01 - Wash and prep all vegetables including cherry tomatoes, cucumber, red bell pepper, red onion, and avocado. Arrange prepared ingredients on a clean cutting board or in separate bowls for easy assembly.
02 - In a small bowl, whisk together olive oil, lemon juice, apple cider vinegar, Dijon mustard, maple syrup or honey, minced garlic, salt, and pepper until well combined and emulsified.
03 - In a large mixing bowl, combine black beans, chickpeas, kidney beans, cherry tomatoes, cucumber, red bell pepper, red onion, and spinach, mixing gently to distribute evenly.
04 - Add the cooked quinoa or brown rice to the bean and vegetable mixture, folding gently to incorporate without breaking delicate vegetables.
05 - Pour the prepared dressing over the mixture and toss gently using a large spoon or salad tongs until all components are evenly coated.
06 - Divide the dressed mixture equally among four serving bowls, creating an even distribution of beans, grains, and vegetables in each portion.

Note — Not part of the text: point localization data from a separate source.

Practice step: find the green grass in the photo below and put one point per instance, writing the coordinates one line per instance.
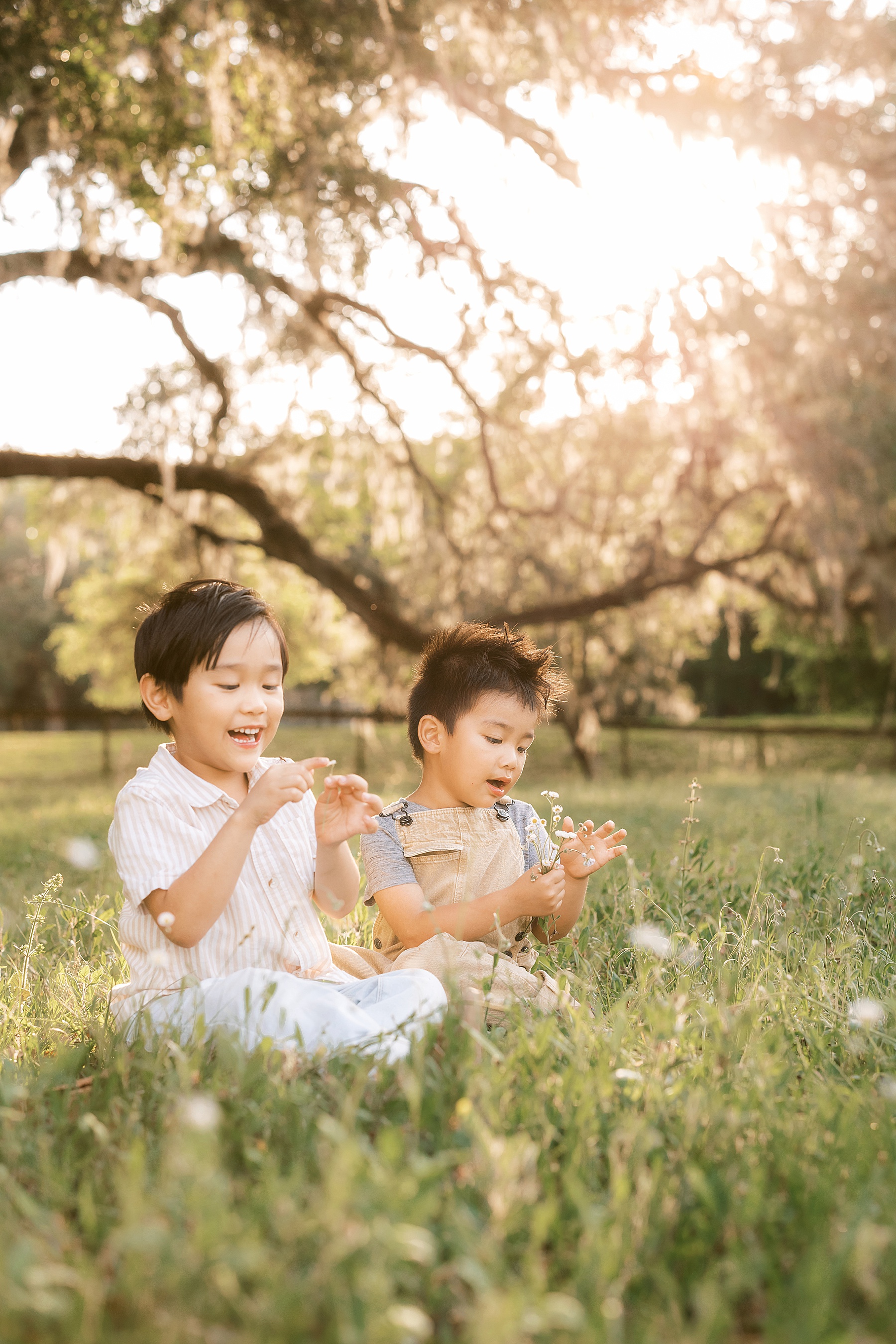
(706, 1151)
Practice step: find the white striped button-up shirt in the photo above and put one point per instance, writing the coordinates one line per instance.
(166, 817)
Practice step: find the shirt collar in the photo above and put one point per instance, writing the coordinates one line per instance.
(195, 790)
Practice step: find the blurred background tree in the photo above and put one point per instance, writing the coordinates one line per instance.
(191, 139)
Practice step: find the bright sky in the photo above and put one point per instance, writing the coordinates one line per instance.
(647, 212)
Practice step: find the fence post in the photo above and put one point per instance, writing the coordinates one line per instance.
(761, 750)
(107, 746)
(625, 760)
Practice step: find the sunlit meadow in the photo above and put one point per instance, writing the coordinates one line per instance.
(703, 1151)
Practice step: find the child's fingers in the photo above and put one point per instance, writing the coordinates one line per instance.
(348, 782)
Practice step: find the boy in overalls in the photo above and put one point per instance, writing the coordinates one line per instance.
(450, 867)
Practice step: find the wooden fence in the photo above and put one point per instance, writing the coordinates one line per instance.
(108, 721)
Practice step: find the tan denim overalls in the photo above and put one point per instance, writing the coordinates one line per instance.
(460, 854)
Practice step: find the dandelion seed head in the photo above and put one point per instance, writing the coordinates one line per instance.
(82, 854)
(867, 1012)
(651, 938)
(201, 1113)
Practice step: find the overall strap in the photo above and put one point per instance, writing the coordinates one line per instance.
(399, 811)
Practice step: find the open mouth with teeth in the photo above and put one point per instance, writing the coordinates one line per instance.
(246, 737)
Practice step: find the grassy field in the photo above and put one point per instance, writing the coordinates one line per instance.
(704, 1151)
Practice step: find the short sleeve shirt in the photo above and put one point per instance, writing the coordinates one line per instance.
(385, 862)
(166, 817)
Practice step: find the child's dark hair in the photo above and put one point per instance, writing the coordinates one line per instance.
(190, 625)
(461, 665)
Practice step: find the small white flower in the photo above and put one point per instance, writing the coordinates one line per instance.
(867, 1012)
(410, 1319)
(82, 854)
(201, 1112)
(651, 938)
(689, 955)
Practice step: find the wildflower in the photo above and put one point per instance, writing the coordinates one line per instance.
(82, 854)
(867, 1012)
(412, 1320)
(201, 1112)
(651, 938)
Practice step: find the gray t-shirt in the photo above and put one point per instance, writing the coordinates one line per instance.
(385, 862)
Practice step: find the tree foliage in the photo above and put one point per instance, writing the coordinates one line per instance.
(238, 132)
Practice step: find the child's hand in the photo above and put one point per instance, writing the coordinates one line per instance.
(590, 850)
(283, 783)
(345, 809)
(541, 893)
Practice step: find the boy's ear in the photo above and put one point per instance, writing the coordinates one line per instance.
(432, 734)
(156, 698)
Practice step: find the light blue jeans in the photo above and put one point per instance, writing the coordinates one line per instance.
(381, 1015)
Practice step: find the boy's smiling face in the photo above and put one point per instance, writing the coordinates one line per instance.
(484, 757)
(230, 713)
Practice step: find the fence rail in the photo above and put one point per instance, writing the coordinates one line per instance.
(109, 721)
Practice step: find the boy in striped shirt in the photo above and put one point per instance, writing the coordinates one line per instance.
(224, 853)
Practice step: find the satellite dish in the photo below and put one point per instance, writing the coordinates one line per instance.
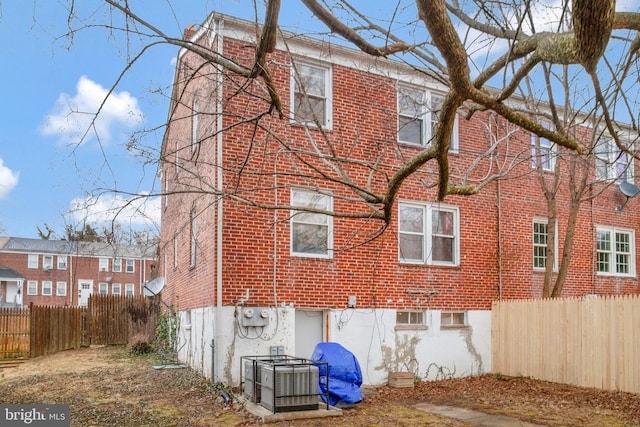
(154, 287)
(628, 189)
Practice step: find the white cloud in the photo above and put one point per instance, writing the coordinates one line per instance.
(8, 179)
(136, 212)
(72, 116)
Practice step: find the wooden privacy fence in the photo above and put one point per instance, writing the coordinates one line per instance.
(14, 333)
(588, 342)
(55, 329)
(108, 319)
(117, 319)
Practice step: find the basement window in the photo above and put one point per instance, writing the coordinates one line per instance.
(410, 319)
(453, 319)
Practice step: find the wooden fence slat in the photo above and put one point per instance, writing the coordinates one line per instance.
(588, 342)
(108, 319)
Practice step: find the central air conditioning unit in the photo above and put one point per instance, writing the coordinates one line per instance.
(289, 387)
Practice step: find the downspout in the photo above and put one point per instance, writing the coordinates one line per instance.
(217, 347)
(499, 208)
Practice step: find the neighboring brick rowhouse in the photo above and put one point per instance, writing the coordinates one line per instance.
(59, 268)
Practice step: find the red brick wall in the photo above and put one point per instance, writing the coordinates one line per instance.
(496, 224)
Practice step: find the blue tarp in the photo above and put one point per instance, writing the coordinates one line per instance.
(345, 376)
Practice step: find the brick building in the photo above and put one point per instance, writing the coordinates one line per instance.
(414, 295)
(59, 272)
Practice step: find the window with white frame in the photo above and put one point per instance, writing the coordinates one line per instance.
(542, 153)
(410, 317)
(194, 123)
(615, 251)
(540, 241)
(116, 289)
(453, 319)
(61, 288)
(418, 115)
(193, 238)
(428, 234)
(311, 94)
(62, 262)
(103, 288)
(32, 261)
(47, 287)
(612, 164)
(311, 232)
(32, 287)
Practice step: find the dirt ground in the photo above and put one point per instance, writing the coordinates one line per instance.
(108, 387)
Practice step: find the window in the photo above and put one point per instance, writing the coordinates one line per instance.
(103, 288)
(47, 262)
(194, 124)
(428, 234)
(404, 317)
(615, 251)
(62, 262)
(540, 237)
(611, 163)
(61, 289)
(47, 287)
(32, 261)
(32, 287)
(453, 319)
(193, 237)
(542, 150)
(418, 112)
(311, 233)
(311, 91)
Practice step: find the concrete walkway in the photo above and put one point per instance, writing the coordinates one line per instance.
(475, 417)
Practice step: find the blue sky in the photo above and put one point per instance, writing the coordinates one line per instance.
(44, 171)
(49, 82)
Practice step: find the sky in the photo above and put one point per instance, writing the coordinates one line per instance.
(51, 82)
(57, 166)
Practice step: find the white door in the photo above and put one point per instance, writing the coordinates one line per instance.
(85, 289)
(309, 331)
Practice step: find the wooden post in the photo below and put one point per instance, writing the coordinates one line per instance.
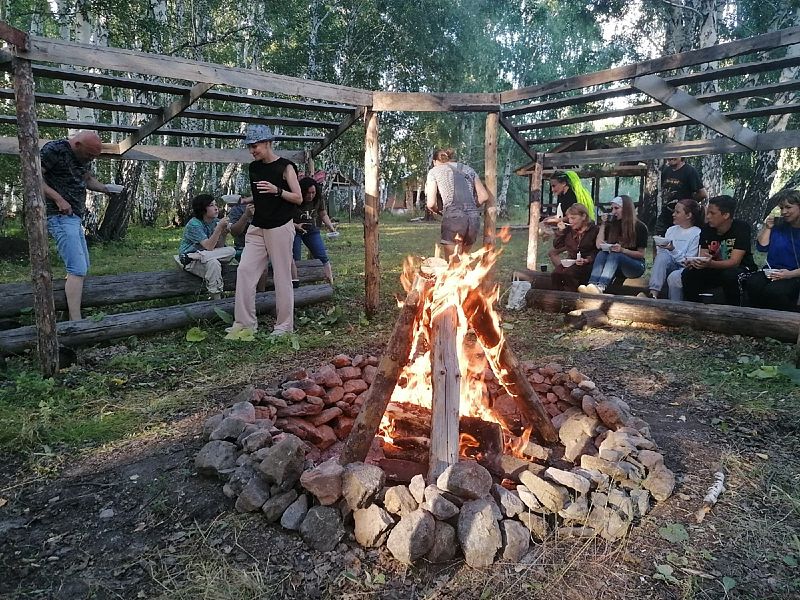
(35, 223)
(446, 379)
(372, 265)
(392, 362)
(534, 213)
(490, 168)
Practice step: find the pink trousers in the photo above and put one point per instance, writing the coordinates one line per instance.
(261, 246)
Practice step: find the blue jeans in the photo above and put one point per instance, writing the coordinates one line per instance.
(313, 241)
(67, 231)
(606, 265)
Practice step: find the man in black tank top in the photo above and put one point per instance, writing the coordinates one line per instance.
(276, 193)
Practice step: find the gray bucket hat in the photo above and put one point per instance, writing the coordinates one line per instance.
(258, 133)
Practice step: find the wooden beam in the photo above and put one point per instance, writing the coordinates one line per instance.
(372, 263)
(754, 322)
(199, 133)
(688, 105)
(766, 41)
(129, 61)
(170, 112)
(420, 102)
(45, 335)
(747, 113)
(766, 141)
(521, 142)
(641, 109)
(15, 37)
(490, 172)
(153, 320)
(335, 135)
(676, 80)
(534, 213)
(9, 145)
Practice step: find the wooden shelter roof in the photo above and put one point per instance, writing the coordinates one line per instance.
(214, 101)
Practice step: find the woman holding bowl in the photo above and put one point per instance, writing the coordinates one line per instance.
(622, 239)
(778, 285)
(577, 238)
(680, 241)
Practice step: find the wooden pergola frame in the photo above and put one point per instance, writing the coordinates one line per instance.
(516, 111)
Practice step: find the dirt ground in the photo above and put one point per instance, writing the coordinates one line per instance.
(134, 520)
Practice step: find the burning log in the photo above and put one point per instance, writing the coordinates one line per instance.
(446, 379)
(505, 364)
(392, 362)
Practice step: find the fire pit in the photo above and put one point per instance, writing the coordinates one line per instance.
(447, 442)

07 - Top each bowl with sliced avocado arranged decoratively. Sprinkle with fresh cilantro or parsley and toasted seeds if desired for added texture and flavor.

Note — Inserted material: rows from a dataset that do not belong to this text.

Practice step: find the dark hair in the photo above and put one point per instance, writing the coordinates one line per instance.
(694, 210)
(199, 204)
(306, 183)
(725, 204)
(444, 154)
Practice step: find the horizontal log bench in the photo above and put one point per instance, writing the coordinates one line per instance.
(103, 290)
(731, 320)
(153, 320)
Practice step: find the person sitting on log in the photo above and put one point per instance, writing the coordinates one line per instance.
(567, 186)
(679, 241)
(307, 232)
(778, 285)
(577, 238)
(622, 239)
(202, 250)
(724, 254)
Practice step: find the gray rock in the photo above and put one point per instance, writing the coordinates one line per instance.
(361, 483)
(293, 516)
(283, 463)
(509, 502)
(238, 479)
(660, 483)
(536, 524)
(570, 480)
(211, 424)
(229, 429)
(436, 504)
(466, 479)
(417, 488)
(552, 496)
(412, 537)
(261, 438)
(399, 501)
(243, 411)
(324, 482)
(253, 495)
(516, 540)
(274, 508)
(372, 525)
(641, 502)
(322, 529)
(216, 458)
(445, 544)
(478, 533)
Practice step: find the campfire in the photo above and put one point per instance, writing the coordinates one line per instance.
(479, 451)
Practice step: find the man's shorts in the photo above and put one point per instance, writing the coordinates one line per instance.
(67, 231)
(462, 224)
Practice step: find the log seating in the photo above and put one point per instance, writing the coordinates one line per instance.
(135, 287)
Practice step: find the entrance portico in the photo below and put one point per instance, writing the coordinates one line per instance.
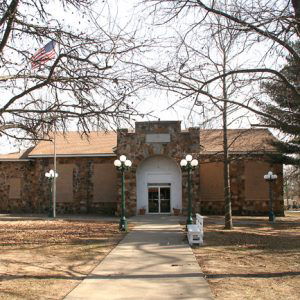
(156, 182)
(159, 185)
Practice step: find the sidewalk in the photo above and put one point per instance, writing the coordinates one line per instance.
(152, 262)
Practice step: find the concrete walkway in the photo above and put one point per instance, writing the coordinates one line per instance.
(152, 262)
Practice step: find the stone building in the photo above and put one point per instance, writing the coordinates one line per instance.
(88, 181)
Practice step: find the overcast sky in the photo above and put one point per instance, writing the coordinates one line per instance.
(127, 14)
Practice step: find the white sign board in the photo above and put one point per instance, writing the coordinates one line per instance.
(158, 138)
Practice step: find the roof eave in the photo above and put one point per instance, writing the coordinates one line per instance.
(73, 155)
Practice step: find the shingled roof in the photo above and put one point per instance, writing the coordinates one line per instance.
(102, 144)
(239, 140)
(73, 143)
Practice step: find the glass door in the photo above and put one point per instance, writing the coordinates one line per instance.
(159, 198)
(153, 199)
(164, 196)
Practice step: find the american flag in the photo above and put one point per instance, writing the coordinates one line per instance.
(43, 55)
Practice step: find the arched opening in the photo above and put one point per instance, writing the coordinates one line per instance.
(159, 187)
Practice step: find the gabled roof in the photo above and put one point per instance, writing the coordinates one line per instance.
(16, 156)
(74, 144)
(103, 144)
(239, 140)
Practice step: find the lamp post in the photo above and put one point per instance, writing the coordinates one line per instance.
(270, 178)
(189, 164)
(123, 164)
(51, 175)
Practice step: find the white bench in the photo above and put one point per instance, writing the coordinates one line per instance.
(195, 231)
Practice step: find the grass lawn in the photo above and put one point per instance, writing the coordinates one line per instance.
(46, 259)
(256, 260)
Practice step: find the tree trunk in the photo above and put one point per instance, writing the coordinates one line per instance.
(226, 164)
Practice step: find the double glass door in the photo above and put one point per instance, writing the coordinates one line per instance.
(159, 198)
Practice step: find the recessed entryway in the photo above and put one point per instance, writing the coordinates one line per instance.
(159, 198)
(159, 185)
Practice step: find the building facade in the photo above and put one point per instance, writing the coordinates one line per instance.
(89, 183)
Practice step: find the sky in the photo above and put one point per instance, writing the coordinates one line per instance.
(155, 104)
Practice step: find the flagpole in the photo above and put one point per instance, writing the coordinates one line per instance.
(54, 179)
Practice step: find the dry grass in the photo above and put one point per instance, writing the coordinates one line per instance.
(256, 260)
(46, 259)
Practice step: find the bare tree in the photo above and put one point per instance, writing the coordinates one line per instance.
(90, 80)
(267, 26)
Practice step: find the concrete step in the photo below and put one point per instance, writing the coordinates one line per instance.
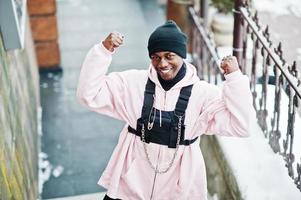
(94, 196)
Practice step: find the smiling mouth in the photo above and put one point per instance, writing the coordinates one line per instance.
(165, 71)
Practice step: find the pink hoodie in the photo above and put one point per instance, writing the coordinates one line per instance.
(128, 175)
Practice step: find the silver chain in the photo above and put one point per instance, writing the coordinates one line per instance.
(174, 155)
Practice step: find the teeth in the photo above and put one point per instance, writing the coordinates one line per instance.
(165, 70)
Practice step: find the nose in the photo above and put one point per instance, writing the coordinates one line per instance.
(163, 63)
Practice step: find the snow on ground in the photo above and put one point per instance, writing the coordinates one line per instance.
(261, 174)
(279, 7)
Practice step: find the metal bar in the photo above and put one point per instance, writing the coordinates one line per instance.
(237, 32)
(274, 56)
(207, 42)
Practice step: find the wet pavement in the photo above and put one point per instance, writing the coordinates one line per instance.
(77, 142)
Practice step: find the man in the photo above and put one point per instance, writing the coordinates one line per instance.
(166, 108)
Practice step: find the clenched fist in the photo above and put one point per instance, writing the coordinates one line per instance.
(229, 64)
(113, 40)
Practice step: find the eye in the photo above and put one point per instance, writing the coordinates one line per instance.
(155, 58)
(170, 56)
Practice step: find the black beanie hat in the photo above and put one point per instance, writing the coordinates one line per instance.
(168, 37)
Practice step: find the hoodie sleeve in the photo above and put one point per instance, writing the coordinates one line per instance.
(100, 92)
(229, 112)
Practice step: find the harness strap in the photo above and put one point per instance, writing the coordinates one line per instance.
(148, 98)
(182, 142)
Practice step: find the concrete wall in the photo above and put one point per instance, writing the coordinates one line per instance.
(19, 103)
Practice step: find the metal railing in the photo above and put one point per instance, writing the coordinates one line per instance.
(271, 79)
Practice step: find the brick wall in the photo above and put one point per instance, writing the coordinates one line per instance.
(45, 33)
(19, 102)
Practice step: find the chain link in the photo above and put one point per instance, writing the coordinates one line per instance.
(174, 155)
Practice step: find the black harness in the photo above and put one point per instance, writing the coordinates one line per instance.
(162, 129)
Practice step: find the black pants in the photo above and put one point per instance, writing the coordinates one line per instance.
(108, 198)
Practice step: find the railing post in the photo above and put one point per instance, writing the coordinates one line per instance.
(204, 11)
(238, 31)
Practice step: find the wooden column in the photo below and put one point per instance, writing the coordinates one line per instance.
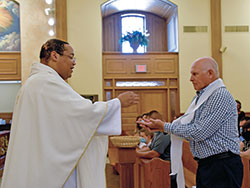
(216, 37)
(61, 19)
(126, 159)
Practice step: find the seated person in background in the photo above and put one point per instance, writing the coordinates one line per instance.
(160, 145)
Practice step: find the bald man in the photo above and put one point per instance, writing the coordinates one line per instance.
(210, 124)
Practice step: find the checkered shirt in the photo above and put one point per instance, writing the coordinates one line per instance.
(213, 129)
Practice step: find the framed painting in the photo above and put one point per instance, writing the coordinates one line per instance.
(9, 26)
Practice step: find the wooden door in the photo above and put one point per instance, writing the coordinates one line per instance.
(150, 99)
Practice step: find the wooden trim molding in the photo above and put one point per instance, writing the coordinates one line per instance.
(61, 19)
(216, 38)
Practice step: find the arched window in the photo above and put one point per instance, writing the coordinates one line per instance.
(132, 22)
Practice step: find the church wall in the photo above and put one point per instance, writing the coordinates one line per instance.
(85, 35)
(34, 31)
(236, 59)
(84, 32)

08 - Serve immediately at room temperature or refrigerate in airtight containers for up to two days for meal preparation purposes.

# Expert Advice:

01 -
  • It comes together in under an hour, making it perfect for those nights when you want something wholesome without the fuss.
  • The combination of three beans gives you serious protein and fiber, so you'll actually stay full instead of hunting for snacks two hours later.
  • Every bowl feels different depending on what vegetables you have on hand, so it never gets boring even if you make it twice a week.
02 -
  • Don't prepare the avocado until the moment you're ready to serve, no matter how much your planning brain wants to do it early—trust me on this one, I've learned it the messy way.
  • If you're meal prepping these bowls, skip the greens and avocado and store them separately, adding them fresh each morning so everything stays crisp and beautiful instead of turning into a sad, wilted situation.
03 -
  • Cook your grains the day before so you're not waiting for them to cool and can actually have this bowl ready when you need it instead of staring at warm quinoa.
  • Toast your seeds in a dry pan for just a couple of minutes until they smell amazing—this step takes two minutes and makes a genuine difference in texture and flavor that tastes expensive.